I can think of three obvious problems:

  1. Your host is using local DNS resolution to identify your hostname as 127.0.0.1 and your container port is not listening on the loopback adapter. you can test this on the server by pinging your DNS name and see which IP address it pings. You can also use telnet to connect to the port on 127.0.0.1 and see if that port accepts connections. To fix this, you may choose to make listening on the local loopback work, but you could also fix this by using a DNS entry other than the hosts AWS generated name.
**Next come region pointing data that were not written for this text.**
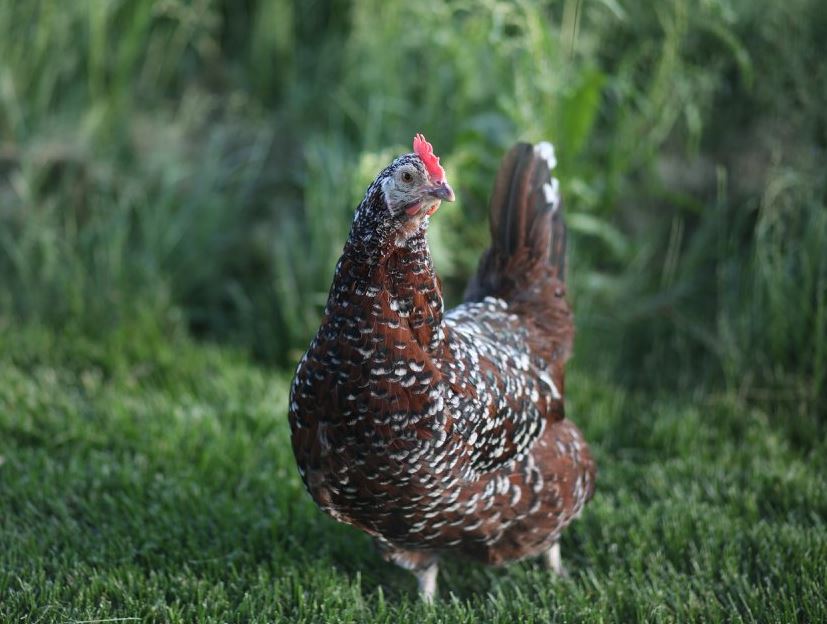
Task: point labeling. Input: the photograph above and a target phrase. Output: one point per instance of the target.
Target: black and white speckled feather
(437, 431)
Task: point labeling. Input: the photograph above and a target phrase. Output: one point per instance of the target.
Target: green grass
(165, 491)
(188, 169)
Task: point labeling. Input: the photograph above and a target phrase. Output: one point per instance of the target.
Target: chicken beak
(442, 191)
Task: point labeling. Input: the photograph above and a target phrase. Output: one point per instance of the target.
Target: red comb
(425, 151)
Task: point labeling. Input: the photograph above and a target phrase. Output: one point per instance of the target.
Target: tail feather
(528, 234)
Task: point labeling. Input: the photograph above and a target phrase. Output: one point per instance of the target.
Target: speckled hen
(444, 433)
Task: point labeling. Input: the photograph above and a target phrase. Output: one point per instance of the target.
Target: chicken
(444, 433)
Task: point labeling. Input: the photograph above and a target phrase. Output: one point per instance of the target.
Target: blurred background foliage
(173, 168)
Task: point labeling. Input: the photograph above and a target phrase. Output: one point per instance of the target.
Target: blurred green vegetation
(181, 167)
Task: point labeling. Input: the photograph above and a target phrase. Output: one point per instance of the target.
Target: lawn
(165, 491)
(177, 178)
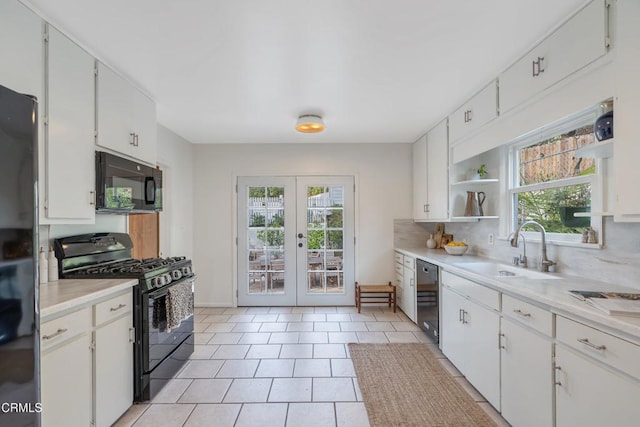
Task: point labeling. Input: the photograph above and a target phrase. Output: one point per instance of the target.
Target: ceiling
(242, 71)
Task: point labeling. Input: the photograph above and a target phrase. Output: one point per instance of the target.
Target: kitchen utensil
(475, 199)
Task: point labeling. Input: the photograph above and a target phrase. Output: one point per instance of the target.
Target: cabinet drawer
(409, 262)
(113, 308)
(472, 290)
(399, 269)
(607, 348)
(65, 328)
(398, 282)
(535, 317)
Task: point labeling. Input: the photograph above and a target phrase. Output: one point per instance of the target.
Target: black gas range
(162, 301)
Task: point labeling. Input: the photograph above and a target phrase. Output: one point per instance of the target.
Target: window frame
(596, 180)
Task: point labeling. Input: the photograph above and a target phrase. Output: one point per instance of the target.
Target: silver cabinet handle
(537, 66)
(557, 382)
(586, 342)
(522, 313)
(120, 306)
(60, 331)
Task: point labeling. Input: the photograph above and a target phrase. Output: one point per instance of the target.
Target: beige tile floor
(278, 366)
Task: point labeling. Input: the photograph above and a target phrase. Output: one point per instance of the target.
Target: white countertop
(549, 293)
(68, 294)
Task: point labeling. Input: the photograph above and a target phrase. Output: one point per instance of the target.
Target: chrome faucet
(545, 263)
(522, 259)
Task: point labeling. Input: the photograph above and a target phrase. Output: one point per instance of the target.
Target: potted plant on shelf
(480, 173)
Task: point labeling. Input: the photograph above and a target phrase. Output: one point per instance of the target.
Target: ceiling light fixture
(310, 123)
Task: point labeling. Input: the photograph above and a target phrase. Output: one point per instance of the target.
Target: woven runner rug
(405, 385)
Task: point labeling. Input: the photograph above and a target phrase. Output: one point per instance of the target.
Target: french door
(296, 241)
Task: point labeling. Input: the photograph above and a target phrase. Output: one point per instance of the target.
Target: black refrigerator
(19, 348)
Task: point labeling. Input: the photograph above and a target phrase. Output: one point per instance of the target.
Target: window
(549, 184)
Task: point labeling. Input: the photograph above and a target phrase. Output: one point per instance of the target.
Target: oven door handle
(165, 289)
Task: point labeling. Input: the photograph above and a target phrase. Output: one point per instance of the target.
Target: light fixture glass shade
(310, 124)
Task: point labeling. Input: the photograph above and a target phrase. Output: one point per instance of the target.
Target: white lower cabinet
(65, 366)
(407, 295)
(87, 365)
(113, 360)
(526, 376)
(597, 377)
(588, 394)
(470, 337)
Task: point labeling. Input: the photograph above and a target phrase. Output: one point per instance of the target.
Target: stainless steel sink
(496, 269)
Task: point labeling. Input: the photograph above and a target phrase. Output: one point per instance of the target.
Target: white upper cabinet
(69, 181)
(626, 149)
(420, 202)
(438, 172)
(475, 113)
(430, 175)
(580, 41)
(126, 118)
(21, 49)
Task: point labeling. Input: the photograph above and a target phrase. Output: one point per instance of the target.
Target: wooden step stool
(373, 293)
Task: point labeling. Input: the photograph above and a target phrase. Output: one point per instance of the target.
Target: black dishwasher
(427, 298)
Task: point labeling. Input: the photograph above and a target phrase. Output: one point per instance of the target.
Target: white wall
(175, 158)
(383, 178)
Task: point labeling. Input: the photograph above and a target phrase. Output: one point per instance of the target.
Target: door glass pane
(325, 234)
(265, 240)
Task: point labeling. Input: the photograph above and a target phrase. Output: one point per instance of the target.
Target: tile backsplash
(618, 261)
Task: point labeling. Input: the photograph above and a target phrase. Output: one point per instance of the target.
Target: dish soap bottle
(53, 266)
(43, 267)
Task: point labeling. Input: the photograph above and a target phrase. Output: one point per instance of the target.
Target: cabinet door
(420, 203)
(481, 351)
(70, 176)
(126, 117)
(479, 110)
(114, 106)
(113, 370)
(21, 49)
(580, 41)
(438, 172)
(409, 293)
(144, 113)
(66, 384)
(589, 395)
(526, 369)
(452, 329)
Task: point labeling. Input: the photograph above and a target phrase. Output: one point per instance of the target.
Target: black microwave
(125, 186)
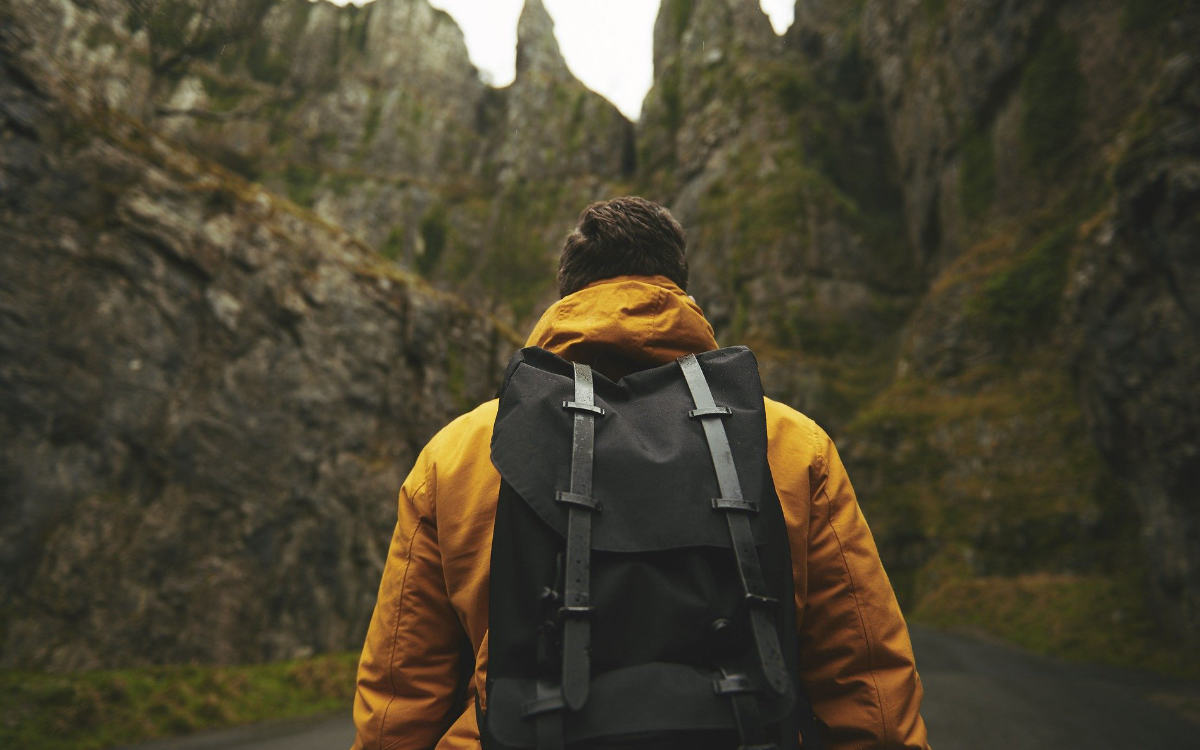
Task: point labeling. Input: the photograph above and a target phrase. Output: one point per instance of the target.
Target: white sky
(607, 43)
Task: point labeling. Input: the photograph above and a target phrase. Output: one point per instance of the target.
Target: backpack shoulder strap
(736, 509)
(576, 594)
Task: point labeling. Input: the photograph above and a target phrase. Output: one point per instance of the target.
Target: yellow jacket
(856, 659)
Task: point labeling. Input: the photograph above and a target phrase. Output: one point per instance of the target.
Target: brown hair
(623, 237)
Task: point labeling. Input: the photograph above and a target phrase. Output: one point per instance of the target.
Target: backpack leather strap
(576, 588)
(736, 508)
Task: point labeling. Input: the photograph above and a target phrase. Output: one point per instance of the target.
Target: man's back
(855, 658)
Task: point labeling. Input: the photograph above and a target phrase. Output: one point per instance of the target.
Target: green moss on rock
(1054, 97)
(301, 183)
(1020, 303)
(977, 172)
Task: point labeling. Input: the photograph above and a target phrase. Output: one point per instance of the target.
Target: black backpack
(641, 586)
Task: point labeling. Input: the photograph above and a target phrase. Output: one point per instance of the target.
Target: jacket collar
(623, 324)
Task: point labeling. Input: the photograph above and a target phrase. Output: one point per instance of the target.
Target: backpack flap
(645, 447)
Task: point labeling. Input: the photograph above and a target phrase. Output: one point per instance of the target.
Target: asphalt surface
(978, 696)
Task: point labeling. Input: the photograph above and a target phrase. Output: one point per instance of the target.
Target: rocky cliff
(209, 395)
(958, 234)
(954, 233)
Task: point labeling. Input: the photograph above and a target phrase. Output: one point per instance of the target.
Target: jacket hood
(624, 324)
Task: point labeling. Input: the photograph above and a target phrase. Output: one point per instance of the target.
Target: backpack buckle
(760, 600)
(732, 684)
(577, 406)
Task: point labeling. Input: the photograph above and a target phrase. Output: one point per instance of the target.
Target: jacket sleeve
(408, 673)
(856, 658)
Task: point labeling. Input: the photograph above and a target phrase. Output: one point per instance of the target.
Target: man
(623, 277)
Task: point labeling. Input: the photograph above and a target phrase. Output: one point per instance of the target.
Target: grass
(97, 709)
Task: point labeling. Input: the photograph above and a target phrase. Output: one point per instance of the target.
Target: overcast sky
(607, 43)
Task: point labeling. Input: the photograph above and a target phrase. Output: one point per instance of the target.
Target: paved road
(978, 696)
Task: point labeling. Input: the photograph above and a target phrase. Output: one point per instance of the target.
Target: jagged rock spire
(537, 46)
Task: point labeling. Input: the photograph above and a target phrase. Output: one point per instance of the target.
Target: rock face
(209, 397)
(958, 234)
(953, 233)
(1138, 361)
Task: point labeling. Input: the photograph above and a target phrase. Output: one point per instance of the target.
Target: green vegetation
(1143, 16)
(679, 12)
(433, 229)
(1020, 304)
(267, 65)
(301, 183)
(100, 709)
(977, 172)
(223, 95)
(394, 246)
(100, 34)
(1053, 94)
(989, 473)
(371, 125)
(1089, 618)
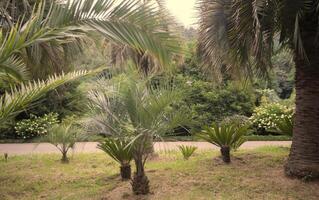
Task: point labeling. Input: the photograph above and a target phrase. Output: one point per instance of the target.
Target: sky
(183, 10)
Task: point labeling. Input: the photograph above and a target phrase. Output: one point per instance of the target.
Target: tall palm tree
(128, 106)
(240, 34)
(131, 23)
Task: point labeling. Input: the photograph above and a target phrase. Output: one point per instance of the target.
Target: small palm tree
(227, 137)
(130, 106)
(120, 150)
(64, 136)
(57, 30)
(242, 34)
(285, 126)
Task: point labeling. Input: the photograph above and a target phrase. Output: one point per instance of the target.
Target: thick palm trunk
(125, 172)
(64, 158)
(140, 182)
(303, 160)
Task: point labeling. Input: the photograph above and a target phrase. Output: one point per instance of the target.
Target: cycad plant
(64, 136)
(187, 151)
(227, 137)
(130, 105)
(56, 30)
(120, 150)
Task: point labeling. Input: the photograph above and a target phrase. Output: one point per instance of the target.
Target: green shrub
(266, 116)
(285, 126)
(207, 104)
(35, 126)
(236, 120)
(64, 136)
(187, 151)
(121, 151)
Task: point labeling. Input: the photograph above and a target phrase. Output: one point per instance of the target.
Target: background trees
(129, 106)
(240, 35)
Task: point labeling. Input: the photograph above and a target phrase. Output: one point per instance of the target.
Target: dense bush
(35, 126)
(266, 116)
(207, 103)
(236, 120)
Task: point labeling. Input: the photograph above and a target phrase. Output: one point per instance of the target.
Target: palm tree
(240, 35)
(128, 106)
(130, 23)
(17, 99)
(66, 23)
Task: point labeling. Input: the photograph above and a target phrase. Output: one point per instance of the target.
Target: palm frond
(16, 100)
(240, 34)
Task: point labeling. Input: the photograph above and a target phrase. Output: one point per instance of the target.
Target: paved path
(87, 147)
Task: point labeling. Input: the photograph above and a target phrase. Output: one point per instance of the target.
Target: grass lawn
(254, 174)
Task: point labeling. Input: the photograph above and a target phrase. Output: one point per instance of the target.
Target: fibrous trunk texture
(225, 151)
(125, 172)
(140, 182)
(303, 160)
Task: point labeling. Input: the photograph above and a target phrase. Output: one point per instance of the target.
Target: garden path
(88, 147)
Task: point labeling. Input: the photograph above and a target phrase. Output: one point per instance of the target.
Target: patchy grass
(256, 174)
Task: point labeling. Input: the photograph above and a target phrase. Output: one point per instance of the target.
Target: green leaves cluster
(35, 126)
(120, 149)
(266, 116)
(187, 151)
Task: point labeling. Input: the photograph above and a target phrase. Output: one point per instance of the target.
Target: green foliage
(120, 149)
(35, 126)
(63, 136)
(17, 100)
(224, 135)
(207, 103)
(236, 120)
(266, 116)
(285, 126)
(187, 151)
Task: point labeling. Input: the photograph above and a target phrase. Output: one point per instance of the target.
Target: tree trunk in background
(64, 158)
(140, 182)
(225, 151)
(303, 160)
(126, 172)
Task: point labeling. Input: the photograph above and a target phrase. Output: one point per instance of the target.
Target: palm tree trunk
(303, 160)
(140, 182)
(64, 158)
(126, 172)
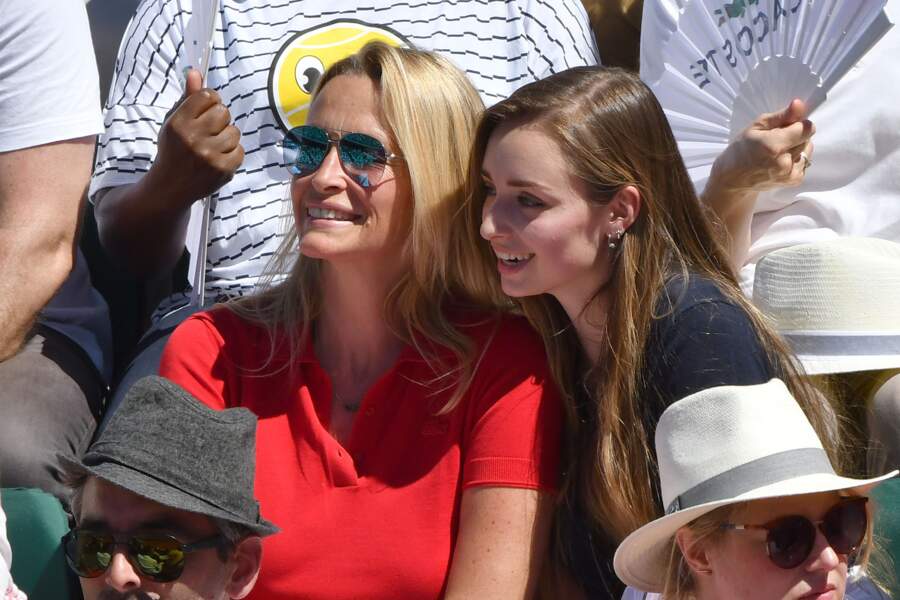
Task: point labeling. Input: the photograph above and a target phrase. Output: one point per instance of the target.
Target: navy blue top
(700, 340)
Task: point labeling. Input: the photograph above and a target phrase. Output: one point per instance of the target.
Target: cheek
(296, 190)
(572, 241)
(756, 579)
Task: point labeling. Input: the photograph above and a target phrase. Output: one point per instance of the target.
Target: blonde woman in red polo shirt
(408, 438)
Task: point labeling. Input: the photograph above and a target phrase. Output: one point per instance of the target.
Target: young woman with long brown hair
(589, 218)
(401, 451)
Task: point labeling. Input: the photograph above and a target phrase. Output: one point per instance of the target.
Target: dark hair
(233, 533)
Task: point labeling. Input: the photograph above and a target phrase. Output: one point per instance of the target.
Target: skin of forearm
(143, 226)
(40, 209)
(35, 259)
(734, 209)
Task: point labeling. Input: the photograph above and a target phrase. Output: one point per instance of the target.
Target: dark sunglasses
(362, 156)
(158, 557)
(790, 540)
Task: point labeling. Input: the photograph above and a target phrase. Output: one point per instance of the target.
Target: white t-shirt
(853, 186)
(50, 91)
(266, 56)
(49, 88)
(8, 589)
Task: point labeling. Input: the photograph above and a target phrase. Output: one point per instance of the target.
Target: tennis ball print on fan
(304, 58)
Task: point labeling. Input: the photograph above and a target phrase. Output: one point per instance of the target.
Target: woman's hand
(503, 534)
(773, 152)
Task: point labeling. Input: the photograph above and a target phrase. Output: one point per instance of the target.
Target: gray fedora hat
(165, 445)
  2. You are resolving the hostname to its private IP address, which then is filtered by the AWS Security Group. On your security group you have enabled incoming connections to this port, but you have specified the source either as a cidr that doesn't include its own IP address, or as security group that is not attached to this EC2 instance. This is easy to fix in the security group editor. To prove that this is working successfully and allowing the connection, you can set up an AWS Flow log which will allow you to see all TCP connections on the Network interface.

  3. The Container hosting which provides the port mapping also has a firewall element that restricts incoming connections to only some IP addresses, and may also provide some diagnostics to assist in understanding whether it receives the connection, and whether it decides to route or reject the connection to the container.

If it is less obvious, i think you may be in the world of using IP Tables to generate log messages in the syslog as your connection routes though the IP stack. This will at least allow you to confirm that at a network level you are generating a TCP connection and receiving the connection within the OS.